A: It’s important to expect that SAN workload characteristics can be unique and random, the same workload in a different company can run differently. Utilize the analytic tools from your storage, switch and host computer to create a picture of what is going on. In some cases, third party analytic tools are also available. Look for patterns real-time and over time for latency, IOPs, throughput and IO size.
Q: NVMe over Fabrics seems to be a hot topic lately, what should I look for in our workloads to tell if it can help me?
A: NVMe over Fabrics is available to run over Fibre Channel today with a variety of vendors adding this feature. In general, NVMe over Fibre Channel can be characterized by lower latency, increased IOPs and more efficient use of CPU resources while maintaining the fabric visibility and management characteristics that most have come to value from Fibre Channel fabrics. If you’re looking for increased application performance, improved equipment efficiency and wish to maintain your current Fibre Channel fabric management procedures then this feature is worth looking into.
Q: Can we have name of the telemetry software which can be used for analyzing & profiling FC Fabric? is it vendor specific or generic?
A: In order to remain vendor neutral, we would recommend contacting your datacenter equipment vendor for this inquiry.
Q: Why does a Big Data vendor like Cloudera recommends 12 Gbps SAS connected to Direct Attached Storage Array instead of using Fibre Channel based shared storage?
A: We do not have a Cloudera representative here to confirm that this is their recommendation.

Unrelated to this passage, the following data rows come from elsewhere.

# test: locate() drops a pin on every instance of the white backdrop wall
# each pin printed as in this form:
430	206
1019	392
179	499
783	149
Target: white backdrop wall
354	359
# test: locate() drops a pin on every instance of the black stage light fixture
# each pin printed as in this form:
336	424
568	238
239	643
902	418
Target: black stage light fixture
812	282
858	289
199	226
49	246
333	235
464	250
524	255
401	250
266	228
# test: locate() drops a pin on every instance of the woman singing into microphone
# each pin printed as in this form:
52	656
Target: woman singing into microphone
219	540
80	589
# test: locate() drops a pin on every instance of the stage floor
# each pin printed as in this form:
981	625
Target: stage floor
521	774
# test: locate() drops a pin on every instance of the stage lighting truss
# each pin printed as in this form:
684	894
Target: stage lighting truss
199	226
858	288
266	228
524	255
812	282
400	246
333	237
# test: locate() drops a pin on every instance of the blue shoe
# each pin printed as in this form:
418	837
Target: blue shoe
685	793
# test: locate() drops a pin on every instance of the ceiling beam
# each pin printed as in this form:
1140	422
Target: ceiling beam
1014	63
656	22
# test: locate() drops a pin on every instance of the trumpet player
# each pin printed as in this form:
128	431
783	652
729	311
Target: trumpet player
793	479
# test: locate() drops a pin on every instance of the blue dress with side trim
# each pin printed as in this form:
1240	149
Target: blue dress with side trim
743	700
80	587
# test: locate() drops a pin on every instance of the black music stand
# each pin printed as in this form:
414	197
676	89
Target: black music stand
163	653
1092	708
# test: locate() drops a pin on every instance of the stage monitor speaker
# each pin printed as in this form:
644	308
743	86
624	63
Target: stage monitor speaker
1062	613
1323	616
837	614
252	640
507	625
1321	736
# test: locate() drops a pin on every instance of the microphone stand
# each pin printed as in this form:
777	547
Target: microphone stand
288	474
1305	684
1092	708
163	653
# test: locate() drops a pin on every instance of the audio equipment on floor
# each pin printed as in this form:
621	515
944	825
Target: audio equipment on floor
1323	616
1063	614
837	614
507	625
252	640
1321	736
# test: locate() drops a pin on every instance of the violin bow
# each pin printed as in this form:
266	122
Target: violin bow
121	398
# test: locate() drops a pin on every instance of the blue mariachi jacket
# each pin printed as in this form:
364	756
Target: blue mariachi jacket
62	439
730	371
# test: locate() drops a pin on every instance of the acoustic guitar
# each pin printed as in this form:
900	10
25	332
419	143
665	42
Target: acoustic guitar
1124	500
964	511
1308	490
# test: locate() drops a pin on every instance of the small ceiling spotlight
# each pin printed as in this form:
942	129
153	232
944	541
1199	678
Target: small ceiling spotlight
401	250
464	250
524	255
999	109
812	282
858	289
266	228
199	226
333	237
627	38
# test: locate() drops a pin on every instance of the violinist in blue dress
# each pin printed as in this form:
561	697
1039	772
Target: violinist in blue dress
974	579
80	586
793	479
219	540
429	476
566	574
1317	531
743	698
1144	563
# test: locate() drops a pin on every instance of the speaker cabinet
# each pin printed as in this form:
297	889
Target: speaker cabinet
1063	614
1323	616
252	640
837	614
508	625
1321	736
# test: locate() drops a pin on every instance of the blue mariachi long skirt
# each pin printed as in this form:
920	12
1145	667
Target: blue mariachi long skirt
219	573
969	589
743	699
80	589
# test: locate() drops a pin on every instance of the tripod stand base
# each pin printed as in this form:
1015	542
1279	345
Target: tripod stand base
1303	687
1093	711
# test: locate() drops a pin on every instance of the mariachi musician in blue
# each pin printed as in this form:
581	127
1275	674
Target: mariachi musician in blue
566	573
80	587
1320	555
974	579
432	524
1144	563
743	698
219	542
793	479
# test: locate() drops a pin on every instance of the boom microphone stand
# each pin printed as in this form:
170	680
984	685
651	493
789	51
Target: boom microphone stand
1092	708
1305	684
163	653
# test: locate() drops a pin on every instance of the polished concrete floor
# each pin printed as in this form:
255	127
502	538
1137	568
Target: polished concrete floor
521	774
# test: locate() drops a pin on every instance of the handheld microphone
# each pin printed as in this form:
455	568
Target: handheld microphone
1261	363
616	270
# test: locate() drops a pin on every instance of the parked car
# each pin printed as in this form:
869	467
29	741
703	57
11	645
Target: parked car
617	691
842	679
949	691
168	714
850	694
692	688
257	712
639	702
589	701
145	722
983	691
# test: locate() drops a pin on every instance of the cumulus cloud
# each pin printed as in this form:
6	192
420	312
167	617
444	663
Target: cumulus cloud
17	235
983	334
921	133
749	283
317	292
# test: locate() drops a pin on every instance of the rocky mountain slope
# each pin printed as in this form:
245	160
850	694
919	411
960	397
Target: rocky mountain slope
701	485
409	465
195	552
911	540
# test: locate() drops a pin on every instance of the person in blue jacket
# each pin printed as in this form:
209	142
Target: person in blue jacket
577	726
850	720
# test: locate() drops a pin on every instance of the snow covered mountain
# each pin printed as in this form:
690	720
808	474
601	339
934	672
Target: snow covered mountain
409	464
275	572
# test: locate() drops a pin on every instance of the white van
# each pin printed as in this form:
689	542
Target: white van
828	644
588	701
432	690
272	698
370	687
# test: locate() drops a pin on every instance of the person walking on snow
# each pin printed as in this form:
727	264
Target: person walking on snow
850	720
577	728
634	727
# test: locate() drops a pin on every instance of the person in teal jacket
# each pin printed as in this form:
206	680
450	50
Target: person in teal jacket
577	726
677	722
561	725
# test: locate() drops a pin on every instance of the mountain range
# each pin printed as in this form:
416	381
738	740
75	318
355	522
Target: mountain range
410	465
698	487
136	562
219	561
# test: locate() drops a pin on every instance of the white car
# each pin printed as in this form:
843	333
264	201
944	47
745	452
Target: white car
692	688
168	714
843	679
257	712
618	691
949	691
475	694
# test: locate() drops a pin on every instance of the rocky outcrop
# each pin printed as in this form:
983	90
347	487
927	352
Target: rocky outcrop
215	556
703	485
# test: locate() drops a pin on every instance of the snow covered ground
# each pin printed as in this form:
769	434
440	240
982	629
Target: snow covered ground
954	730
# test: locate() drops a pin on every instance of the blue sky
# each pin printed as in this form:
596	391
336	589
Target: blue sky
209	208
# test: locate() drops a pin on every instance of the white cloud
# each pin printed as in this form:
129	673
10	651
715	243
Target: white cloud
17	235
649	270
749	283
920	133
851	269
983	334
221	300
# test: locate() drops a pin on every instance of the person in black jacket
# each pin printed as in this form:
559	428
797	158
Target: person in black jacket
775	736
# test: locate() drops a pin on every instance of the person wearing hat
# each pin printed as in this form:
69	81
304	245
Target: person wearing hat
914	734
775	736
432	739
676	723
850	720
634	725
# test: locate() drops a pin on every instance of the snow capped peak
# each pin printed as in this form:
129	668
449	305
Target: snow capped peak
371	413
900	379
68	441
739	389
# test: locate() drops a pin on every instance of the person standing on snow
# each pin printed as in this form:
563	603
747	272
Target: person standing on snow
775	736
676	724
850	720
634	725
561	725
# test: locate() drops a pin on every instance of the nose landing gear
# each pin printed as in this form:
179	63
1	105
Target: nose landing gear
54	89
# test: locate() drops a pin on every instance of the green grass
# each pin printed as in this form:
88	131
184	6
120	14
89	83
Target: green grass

The HDFS clustered file system used by Cloudera can use any block storage supported by the OS, including Fibre Channel connected devices.
Q: What type of applications are best suited for Fibre Channel use?
A: Applications that require particular characteristics: High and predictable performance, reliability, low latency, virtualization aware and high availability. Applications that match those characteristics are Enterprise databases, Big Data and dense virtualization servers.
Q: Why are Fabric Services important?
A: As your storage network grows the importance of knowing the identity of all the nodes and how they interact becomes critical. Only Fibre Channel has the concept of fabric services, the control plane that allows for centralized management and control of all nodes in the network. The Name Server contains the identity of all the nodes on the SAN, zoning is used for security and access control. This is important for the workloads to ensure ease of deployment, security and high availability.